The Pu promoter of Pseudomonas putida drives transcription of the upper operon of the TOL plasmid pWW0, which makes this strain capable of using toluene, m-xylene, or p-xylene as the only source of carbon and energy (2). Besides being induced by pathway substrates (24), this ς54-dependent promoter is repressed by threefold in the presence of certain carbon sources such as glucose or gluconate (3, 11). We have recently reported that the loss of the ptsN gene appears to relieve this C-source-dependent inhibition (3), an event that can be genetically distinguished from other down-regulation effects caused by fast growth (5). ptsN is included in the so-called rpoN gene cluster, which determines not only the sigma factor ς54, but also four more downstream genes (3, 15). In particular, ptsN encodes a type II enzyme (termed IIANtr) of the phosphoenol pyruvate:sugar phosphotransferase (PTS) system (3, 15), which is a complex and very branched group of phosphotransfer proteins involved in controlling the intake of certain carbohydrates and other regulatory functions (reviewed in reference 21).

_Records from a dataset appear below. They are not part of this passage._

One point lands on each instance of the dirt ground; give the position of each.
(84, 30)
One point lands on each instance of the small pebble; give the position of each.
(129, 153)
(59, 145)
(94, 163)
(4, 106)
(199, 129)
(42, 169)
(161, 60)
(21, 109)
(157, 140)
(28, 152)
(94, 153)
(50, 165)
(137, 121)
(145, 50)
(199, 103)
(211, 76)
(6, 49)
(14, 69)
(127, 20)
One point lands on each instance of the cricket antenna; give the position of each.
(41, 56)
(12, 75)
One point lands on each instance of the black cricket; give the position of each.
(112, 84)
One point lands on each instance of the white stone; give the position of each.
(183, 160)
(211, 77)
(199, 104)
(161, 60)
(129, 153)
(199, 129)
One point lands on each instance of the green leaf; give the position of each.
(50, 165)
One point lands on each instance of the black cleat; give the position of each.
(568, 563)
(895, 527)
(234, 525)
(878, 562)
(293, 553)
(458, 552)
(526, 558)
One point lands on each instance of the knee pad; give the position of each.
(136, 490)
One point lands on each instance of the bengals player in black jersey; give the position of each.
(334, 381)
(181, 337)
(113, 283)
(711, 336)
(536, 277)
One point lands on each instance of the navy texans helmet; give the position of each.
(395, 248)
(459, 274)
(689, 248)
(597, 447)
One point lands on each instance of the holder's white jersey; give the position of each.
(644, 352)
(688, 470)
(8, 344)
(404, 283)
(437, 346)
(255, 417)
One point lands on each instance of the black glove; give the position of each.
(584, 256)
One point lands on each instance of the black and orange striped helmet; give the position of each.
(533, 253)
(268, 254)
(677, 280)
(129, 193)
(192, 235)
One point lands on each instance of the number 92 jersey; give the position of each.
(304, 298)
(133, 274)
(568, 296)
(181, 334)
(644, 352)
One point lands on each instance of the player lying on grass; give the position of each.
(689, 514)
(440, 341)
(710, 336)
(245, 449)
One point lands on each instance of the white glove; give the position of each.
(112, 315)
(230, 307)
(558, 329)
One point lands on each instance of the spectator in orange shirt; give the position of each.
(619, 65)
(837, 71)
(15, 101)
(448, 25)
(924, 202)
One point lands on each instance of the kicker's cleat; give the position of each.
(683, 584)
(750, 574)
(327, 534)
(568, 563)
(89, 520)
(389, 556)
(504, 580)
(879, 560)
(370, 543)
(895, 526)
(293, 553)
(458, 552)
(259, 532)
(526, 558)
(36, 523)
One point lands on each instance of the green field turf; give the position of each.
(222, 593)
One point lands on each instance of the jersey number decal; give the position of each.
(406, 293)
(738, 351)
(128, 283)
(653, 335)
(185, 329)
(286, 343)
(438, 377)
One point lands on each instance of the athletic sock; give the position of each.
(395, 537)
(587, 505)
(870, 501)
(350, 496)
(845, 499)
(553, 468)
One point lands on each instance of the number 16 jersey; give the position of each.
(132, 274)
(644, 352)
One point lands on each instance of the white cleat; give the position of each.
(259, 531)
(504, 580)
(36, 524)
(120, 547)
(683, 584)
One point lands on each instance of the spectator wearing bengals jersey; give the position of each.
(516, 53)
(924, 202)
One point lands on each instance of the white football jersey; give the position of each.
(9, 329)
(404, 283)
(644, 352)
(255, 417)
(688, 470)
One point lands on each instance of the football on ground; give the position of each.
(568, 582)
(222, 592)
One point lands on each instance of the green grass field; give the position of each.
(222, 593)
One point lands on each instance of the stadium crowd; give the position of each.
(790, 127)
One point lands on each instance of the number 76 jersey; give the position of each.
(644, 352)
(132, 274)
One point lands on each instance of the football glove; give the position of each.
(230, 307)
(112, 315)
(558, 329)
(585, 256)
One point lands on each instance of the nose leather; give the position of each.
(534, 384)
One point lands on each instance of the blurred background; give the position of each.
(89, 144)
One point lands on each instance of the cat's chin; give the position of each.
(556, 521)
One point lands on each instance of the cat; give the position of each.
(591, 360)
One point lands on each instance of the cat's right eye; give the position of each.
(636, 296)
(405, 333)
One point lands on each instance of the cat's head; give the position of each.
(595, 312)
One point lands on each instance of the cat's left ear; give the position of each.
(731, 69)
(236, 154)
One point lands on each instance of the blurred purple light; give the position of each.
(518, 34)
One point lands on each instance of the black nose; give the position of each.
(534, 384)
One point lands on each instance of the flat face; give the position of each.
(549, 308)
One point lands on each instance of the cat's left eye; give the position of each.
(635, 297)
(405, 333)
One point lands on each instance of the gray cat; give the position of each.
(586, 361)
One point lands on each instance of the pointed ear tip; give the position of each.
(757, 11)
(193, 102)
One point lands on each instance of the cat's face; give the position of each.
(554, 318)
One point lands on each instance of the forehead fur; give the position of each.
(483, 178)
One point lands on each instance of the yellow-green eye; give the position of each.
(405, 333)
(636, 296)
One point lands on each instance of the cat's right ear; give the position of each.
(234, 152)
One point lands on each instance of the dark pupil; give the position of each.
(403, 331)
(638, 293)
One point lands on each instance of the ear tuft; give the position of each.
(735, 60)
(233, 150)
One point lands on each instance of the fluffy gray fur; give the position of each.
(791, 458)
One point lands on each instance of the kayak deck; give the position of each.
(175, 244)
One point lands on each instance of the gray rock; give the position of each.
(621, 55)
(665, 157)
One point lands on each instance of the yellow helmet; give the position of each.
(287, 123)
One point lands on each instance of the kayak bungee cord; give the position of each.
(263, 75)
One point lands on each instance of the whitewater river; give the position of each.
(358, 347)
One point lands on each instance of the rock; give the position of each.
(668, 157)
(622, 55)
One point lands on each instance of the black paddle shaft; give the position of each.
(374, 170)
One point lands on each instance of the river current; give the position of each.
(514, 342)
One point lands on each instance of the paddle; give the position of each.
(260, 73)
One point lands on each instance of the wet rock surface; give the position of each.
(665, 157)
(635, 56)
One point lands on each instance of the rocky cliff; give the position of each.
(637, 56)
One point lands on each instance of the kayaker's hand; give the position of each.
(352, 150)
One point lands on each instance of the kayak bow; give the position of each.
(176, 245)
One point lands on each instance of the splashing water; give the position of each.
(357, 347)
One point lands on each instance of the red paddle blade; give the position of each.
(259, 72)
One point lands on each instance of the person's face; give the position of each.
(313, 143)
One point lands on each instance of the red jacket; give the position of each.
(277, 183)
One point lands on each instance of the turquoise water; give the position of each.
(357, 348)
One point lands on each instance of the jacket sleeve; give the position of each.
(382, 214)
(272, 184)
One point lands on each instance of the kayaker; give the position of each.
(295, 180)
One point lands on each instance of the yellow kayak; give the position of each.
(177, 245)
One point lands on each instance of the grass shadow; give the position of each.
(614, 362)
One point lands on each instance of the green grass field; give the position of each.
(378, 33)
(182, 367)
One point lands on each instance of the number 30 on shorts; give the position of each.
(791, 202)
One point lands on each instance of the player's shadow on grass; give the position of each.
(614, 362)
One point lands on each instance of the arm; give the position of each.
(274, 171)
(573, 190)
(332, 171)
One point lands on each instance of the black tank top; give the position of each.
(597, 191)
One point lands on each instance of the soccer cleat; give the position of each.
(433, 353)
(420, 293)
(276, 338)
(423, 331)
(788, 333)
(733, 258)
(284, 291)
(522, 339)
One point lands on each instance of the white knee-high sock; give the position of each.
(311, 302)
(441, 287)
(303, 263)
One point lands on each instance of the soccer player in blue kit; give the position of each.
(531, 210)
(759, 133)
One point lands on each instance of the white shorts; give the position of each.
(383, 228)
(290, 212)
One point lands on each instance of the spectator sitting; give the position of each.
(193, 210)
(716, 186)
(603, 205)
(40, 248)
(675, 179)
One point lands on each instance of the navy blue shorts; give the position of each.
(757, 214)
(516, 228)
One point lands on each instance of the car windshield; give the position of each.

Homologues of ptsN have also been found adjacent to rpoN in various other gram-negative species, including Escherichia coli, Klebsiella pneumoniae, Caulobacter crescentus, Rhizobium meliloti, and Pseudomonas aeruginosa (12, 13, 18, 19, 22). ptsN mutants of K. pneumoniae (in which ptsN was originally called ORF152) displayed an increased activity of the ς54-dependent promoter PnifH (18). On the contrary, the loss of the equivalent ptsN (ORF2) in P. aeruginosa did not affect the activity of its ς54 promoters for pili and flagellin genes (13). Furthermore, some (but not all) of the Caulobacter and Rhizobium ς54 systems tested became less active upon the loss of ptsN (12, 19). A ptsN mutant of E. coli displayed certain incompatibilities between C and N sources—typically glucose and alanine (22). In addition, this mutation also suppressed a temperature-sensitive allele of era, a gene encoding an essential GTPase of unknown function (22). These observations, made with various systems, are not easy to reconcile. On one hand, they suggest the existence of a specific molecular pathway for physiological coregulation of some ς54 promoters in which IIANtr is a key intermediate. On the other hand, IIANtr might also be involved in more general metabolic activities, such as coordination of C and N metabolism (22, 23, 25). This is plausible, since the PTS system also participates in a group of regulatory processes (21) in a fashion dependent on the availability of adequate carbohydrates in the external medium. These act as a drain of high-energy phosphate, which determines the accumulation or the depletion of phosphorylated intermediates, which have the ability to interact with and modify the activity of many other cell products (21). In this regard, there is genetic evidence that a phosphorylated form of IIANtr mediates the repressive effect of glucose on the Pu promoter (3).

With these premises, we set out to explore the role of the ptsN gene of P. putida in the general pattern of protein expression. To this end, we resorted to two-dimensional (2D) polyacrylamide gel electrophoresis (PAGE) analysis of proteins from P. putida cells bearing a ptsN disruption, grown in the presence or the absence of a repressive carbon source such as glucose. As shown below, 2D electrophoresis allowed us to measure the simultaneous influence of IIANtr on the levels of a large number of gene products. Our data indicate that ptsN is involved in the expression of a considerable share of the entire P. putida proteome, either activating or inhibiting the outcome of approximately 9% of the gene products analyzed. Interestingly, most of these effects were unrelated to the presence of glucose in the medium. Comparison of the protein patterns of the ptsN strain versus those of an rpoN mutant indicated that IIANtr modulates expression of both ς54-dependent and ς54-independent products.

MATERIALS AND METHODS

Bacterial strains.

P. putida MAD2 is a tellurite-resistant derivative of P. putida KT2442 bearing a chromosomal Pu-lacZ fusion along with an xylR allele named xylRΔA (8). The loss of the N-terminal A-domain endows XylR with a constitutive activity, independent of inducer (m-xylene) addition, but still responsive to down-regulation by C source (3, 4). Strain P. putida MAD2 ptsN::Km is a derivative in which the ptsN gene has been disrupted in the 53rd codon by the insertion of two copies of a promoterless Kmr cassette (3). The ptsN+ plasmid pJM154 is a derivative of broad-host-range vector pJPS9 inserted with a PstI fragment spanning the genomic region of P. putida that carries ptsN, but excluding the genes adjacent to the rpoN cluster (3). The P. putida rpoN::ΩKm strain was constructed by Köhler et al. (14).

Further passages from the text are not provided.